If exists on your system, would

fold -w78 file

work?

Corona688 · August 19, 2015, 12:18pm

If the records are all of fixed size, dd can be used to insert a newline after them. An example with 4 byte fixed size records:

# bs is 1 minus the record size, cbs is the record size.
$ printf "AAA:BBB:CCC:DDD:" | dd bs=3 cbs=4 conv=unblock

AAA:
BBB:
CCC:
DDD:

$

dd is unaffected by line length limitations. You chould chain this before an awk or grep or what have you.

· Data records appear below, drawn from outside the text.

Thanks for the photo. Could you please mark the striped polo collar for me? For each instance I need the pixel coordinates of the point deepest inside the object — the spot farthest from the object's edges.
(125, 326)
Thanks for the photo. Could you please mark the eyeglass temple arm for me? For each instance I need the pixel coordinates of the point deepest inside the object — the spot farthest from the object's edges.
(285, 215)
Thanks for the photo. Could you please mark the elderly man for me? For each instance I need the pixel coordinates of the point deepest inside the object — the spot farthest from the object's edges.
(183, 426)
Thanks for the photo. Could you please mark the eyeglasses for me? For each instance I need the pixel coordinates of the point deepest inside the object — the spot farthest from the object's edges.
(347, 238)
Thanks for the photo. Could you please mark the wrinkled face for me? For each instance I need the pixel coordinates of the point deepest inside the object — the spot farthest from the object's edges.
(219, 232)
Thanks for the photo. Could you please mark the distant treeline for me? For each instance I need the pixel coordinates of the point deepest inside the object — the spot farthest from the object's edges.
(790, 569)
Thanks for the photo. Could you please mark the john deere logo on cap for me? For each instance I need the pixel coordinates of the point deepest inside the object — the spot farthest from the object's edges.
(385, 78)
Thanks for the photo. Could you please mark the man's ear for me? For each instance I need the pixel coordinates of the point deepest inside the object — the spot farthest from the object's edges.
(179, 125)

dd if=filename ... | grep whatever

Don_Cragun · August 19, 2015, 12:53pm

corona688:

If the records are all of fixed size, dd can be used to insert a newline after them. An example with 4 byte fixed size records:
# bs is 1 minus the record size, cbs is the record size.
$ printf "AAA:BBB:CCC:DDD:" | dd bs=3 cbs=4 conv=unblock

AAA:
BBB:
CCC:
DDD:

$
dd is unaffected by line length limitations. You chould chain this before an awk or grep or what have you.
dd if=filename ... | grep whatever

I assume you meant bs=4 instead of bs=3 , but when processing a 1.2Gb file, dd will run noticeably faster with its default block size (512 bytes) or a larger size like bs=1024000 . The dd bs=n parameter specifies how many bytes dd will read at a time from its input file and how many bytes at a time it will write to its output file.

With conv=unblock , it is just the conversion buffer size (specified by cbs=n ) that determines the output line length produced by the dd utility.

Corona688 · August 19, 2015, 12:58pm

No, I meant bs=3. That is what it seemed to require from empirical testing.

You are correct. It appeared to require it but that was my mistake (probably from still using the sync option at the time).

You might even do bs=4M.

Scrutinizer · August 19, 2015, 1:03pm

Although I presume the system cache and the filesystem block size will soften the blow in the sense that usually this should translate into io sizes that are equivalent to the filesystem block size or multiples thereof, depending on how smart the filesystem is...

Corona688 · August 19, 2015, 1:04pm

He's got a point though. The system can only soften the blow of 128 system calls vs 1 so much. Try running dd with a bs of 1, it's slow. I only suggested a tiny block size since it seemed necessary which was my mistake too, from leaving sync in the conv options.